Malaysia on Thursday dismissed reports that the missing Malaysian Airlines flight might have flown for several hours after contact was lost.
"I would like to refer to news reports suggesting that the aircraft may have continued flying for some time after the last contact. As Malaysia Airlines will confirm shortly, those reports are inaccurate," Malaysian Transport Minister Hishammuddin Hussein was quoted as saying by Bernama news agency.
"The last transmission from the aircraft was at 0107 which indicated that everything was normal. Rolls Royce and Boeing teams are here in Kuala Lumpur and have worked with MAS and the investigations team since Sunday. This issue has never been raised," he said.

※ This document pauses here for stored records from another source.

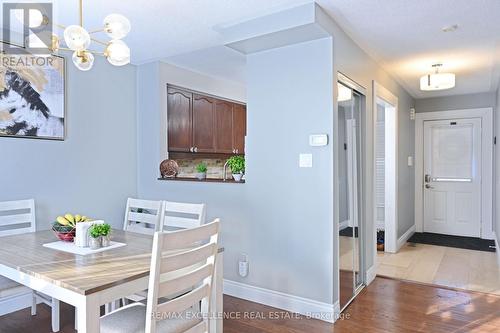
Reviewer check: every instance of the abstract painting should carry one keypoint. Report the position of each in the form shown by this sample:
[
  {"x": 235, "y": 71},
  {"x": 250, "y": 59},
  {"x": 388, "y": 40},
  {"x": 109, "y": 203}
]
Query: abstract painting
[{"x": 32, "y": 97}]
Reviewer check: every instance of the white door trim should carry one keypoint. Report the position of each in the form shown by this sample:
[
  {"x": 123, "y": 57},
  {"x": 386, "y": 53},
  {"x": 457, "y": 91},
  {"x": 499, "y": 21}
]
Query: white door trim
[
  {"x": 486, "y": 115},
  {"x": 391, "y": 167}
]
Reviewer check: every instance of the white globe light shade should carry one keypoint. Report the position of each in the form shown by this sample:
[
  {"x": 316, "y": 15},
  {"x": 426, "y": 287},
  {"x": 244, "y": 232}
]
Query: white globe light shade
[
  {"x": 116, "y": 26},
  {"x": 118, "y": 53},
  {"x": 438, "y": 81},
  {"x": 76, "y": 38},
  {"x": 83, "y": 60}
]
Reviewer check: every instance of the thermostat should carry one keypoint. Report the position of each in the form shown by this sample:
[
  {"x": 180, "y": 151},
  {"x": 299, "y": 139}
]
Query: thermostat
[{"x": 318, "y": 140}]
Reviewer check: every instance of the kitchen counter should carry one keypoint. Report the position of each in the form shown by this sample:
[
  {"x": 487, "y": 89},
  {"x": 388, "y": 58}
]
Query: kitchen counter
[{"x": 207, "y": 180}]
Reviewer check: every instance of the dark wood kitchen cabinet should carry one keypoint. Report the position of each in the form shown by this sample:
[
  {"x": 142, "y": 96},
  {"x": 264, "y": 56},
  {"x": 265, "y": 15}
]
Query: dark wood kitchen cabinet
[
  {"x": 179, "y": 113},
  {"x": 239, "y": 128},
  {"x": 205, "y": 124},
  {"x": 224, "y": 125}
]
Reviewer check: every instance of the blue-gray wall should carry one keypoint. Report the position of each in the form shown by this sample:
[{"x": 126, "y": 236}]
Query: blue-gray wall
[
  {"x": 282, "y": 217},
  {"x": 94, "y": 170},
  {"x": 456, "y": 102}
]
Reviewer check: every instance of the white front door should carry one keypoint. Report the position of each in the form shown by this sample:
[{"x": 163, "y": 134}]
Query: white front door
[{"x": 452, "y": 177}]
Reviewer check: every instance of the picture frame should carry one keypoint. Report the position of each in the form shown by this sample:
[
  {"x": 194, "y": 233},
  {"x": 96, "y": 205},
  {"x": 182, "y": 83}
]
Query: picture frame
[{"x": 33, "y": 98}]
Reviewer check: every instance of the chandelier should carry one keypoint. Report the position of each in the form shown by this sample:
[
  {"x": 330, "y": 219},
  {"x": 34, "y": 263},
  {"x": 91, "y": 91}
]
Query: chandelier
[{"x": 78, "y": 40}]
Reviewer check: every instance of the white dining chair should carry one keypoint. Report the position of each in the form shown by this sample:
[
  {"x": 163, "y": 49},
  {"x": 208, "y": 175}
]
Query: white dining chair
[
  {"x": 182, "y": 261},
  {"x": 182, "y": 215},
  {"x": 174, "y": 216},
  {"x": 18, "y": 217},
  {"x": 142, "y": 216}
]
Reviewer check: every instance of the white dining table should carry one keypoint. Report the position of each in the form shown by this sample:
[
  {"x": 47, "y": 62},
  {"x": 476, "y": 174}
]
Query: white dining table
[{"x": 89, "y": 281}]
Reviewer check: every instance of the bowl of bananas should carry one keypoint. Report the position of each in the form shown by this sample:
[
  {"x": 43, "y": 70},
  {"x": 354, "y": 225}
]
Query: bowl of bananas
[{"x": 65, "y": 226}]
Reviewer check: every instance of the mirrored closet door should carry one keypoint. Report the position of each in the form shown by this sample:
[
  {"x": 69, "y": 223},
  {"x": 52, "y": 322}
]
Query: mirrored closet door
[{"x": 350, "y": 107}]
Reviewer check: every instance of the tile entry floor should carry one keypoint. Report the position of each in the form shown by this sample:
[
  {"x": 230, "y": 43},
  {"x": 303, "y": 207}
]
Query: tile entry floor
[{"x": 444, "y": 266}]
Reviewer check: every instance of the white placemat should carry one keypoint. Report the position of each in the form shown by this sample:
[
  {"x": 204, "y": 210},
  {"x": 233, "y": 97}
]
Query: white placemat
[{"x": 72, "y": 248}]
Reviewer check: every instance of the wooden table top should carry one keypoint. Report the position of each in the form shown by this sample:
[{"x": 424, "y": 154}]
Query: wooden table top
[{"x": 82, "y": 274}]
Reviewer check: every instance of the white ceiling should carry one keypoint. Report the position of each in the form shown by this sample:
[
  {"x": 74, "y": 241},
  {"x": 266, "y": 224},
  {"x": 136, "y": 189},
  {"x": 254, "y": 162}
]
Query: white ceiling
[{"x": 404, "y": 36}]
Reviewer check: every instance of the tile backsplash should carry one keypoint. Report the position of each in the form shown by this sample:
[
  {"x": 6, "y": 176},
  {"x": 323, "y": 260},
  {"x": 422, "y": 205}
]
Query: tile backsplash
[{"x": 215, "y": 167}]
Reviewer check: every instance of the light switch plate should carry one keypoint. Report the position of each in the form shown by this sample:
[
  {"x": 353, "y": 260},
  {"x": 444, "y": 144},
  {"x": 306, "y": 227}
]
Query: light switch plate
[{"x": 305, "y": 160}]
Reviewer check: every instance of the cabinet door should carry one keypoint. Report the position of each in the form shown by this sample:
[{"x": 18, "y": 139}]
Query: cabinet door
[
  {"x": 179, "y": 105},
  {"x": 239, "y": 127},
  {"x": 203, "y": 124},
  {"x": 224, "y": 127}
]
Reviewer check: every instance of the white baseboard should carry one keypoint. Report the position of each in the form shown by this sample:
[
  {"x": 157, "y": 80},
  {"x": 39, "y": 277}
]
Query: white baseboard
[
  {"x": 276, "y": 299},
  {"x": 15, "y": 303},
  {"x": 402, "y": 240},
  {"x": 371, "y": 273}
]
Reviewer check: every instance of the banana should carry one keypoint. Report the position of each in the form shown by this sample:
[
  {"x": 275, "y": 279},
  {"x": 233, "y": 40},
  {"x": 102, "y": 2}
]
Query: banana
[{"x": 62, "y": 220}]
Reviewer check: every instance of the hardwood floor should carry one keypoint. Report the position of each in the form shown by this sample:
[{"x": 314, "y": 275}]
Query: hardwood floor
[{"x": 385, "y": 306}]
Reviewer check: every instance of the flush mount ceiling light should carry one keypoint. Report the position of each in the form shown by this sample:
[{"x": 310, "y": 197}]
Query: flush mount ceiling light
[
  {"x": 78, "y": 40},
  {"x": 437, "y": 81},
  {"x": 344, "y": 93}
]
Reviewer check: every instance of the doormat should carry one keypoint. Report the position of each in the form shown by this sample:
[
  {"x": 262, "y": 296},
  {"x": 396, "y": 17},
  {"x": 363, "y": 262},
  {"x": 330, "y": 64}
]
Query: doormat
[{"x": 469, "y": 243}]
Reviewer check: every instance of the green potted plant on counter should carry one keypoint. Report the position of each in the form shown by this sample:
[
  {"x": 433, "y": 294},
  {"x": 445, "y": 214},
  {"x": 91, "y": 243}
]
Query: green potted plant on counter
[
  {"x": 237, "y": 165},
  {"x": 95, "y": 241},
  {"x": 201, "y": 170}
]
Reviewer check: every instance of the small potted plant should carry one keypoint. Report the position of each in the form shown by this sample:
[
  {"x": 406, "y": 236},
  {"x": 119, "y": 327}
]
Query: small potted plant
[
  {"x": 105, "y": 235},
  {"x": 201, "y": 170},
  {"x": 237, "y": 165},
  {"x": 95, "y": 237}
]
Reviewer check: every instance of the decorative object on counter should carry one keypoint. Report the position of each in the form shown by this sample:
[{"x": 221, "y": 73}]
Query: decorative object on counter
[
  {"x": 99, "y": 236},
  {"x": 169, "y": 168},
  {"x": 82, "y": 232},
  {"x": 105, "y": 235},
  {"x": 65, "y": 226},
  {"x": 237, "y": 165},
  {"x": 201, "y": 170}
]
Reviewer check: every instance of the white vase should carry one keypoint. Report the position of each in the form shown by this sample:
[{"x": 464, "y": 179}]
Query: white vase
[{"x": 95, "y": 243}]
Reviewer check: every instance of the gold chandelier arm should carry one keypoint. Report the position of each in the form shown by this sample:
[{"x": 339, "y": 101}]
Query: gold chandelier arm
[
  {"x": 81, "y": 13},
  {"x": 99, "y": 41},
  {"x": 99, "y": 53}
]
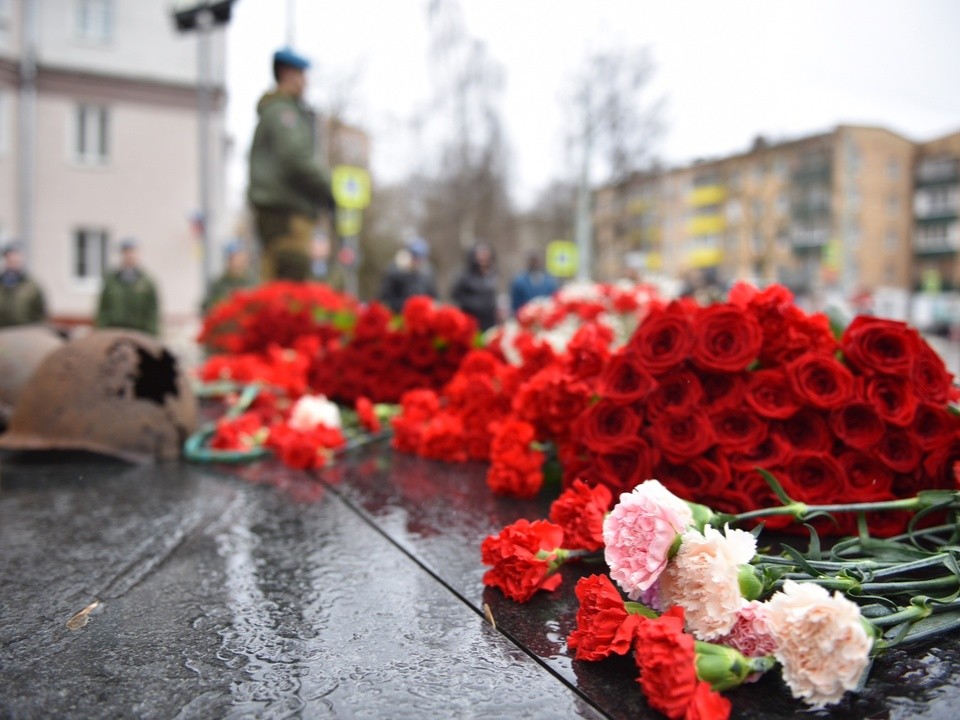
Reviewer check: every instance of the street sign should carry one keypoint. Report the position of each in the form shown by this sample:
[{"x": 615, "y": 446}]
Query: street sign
[
  {"x": 351, "y": 187},
  {"x": 349, "y": 222},
  {"x": 562, "y": 258}
]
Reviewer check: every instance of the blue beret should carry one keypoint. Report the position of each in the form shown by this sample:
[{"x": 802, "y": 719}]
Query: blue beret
[{"x": 291, "y": 59}]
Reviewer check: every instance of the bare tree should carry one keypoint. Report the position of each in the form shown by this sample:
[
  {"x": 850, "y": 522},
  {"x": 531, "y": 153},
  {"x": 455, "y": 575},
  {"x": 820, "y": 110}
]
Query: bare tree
[{"x": 463, "y": 192}]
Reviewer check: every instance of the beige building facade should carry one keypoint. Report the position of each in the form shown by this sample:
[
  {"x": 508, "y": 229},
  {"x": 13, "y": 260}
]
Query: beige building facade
[
  {"x": 837, "y": 209},
  {"x": 99, "y": 141}
]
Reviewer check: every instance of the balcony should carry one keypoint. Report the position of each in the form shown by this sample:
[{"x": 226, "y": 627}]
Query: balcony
[
  {"x": 706, "y": 195},
  {"x": 706, "y": 225}
]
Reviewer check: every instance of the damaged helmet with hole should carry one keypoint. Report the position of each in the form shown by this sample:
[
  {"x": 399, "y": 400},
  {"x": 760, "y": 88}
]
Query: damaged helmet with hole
[
  {"x": 117, "y": 392},
  {"x": 22, "y": 349}
]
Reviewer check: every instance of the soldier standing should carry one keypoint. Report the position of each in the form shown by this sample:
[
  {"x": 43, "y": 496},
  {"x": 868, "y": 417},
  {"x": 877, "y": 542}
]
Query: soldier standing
[
  {"x": 287, "y": 187},
  {"x": 235, "y": 277},
  {"x": 129, "y": 296},
  {"x": 21, "y": 299}
]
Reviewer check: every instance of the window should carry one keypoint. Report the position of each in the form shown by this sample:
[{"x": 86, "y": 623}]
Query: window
[
  {"x": 89, "y": 253},
  {"x": 94, "y": 20},
  {"x": 91, "y": 145}
]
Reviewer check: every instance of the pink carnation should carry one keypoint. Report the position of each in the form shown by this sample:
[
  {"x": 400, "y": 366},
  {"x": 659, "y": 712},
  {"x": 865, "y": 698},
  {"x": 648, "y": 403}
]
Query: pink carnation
[
  {"x": 750, "y": 633},
  {"x": 638, "y": 535}
]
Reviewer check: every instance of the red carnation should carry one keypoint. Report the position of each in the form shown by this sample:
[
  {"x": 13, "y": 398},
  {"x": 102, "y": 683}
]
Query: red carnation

"Whenever there are new details, they must be corroborated. Since today s media reports, MAS has asked Rolls Royce and Boeing specifically about this data. As far as Rolls Royce and Boeing are concerned, those reports are inaccurate," the minister said.
He said the Chinese satellite pictures of debris in the South China Sea were not related to the missing flight.
"A Malaysian Maritime Enforcement Agency surveillance plane was dispatched this morning to investigate potential debris shown on Chinese satellite images," Hussein said.
He said: "We deployed our assets but found nothing. We have contacted the Chinese embassy who notified us this afternoon that the images were released by mistake, and did not show any debris from MH370."
The aircraft,which is carrying 227 passengers and 12 crew, went missing over the South China Sea since last week
It was going from Kuala Lumpur to Beijing.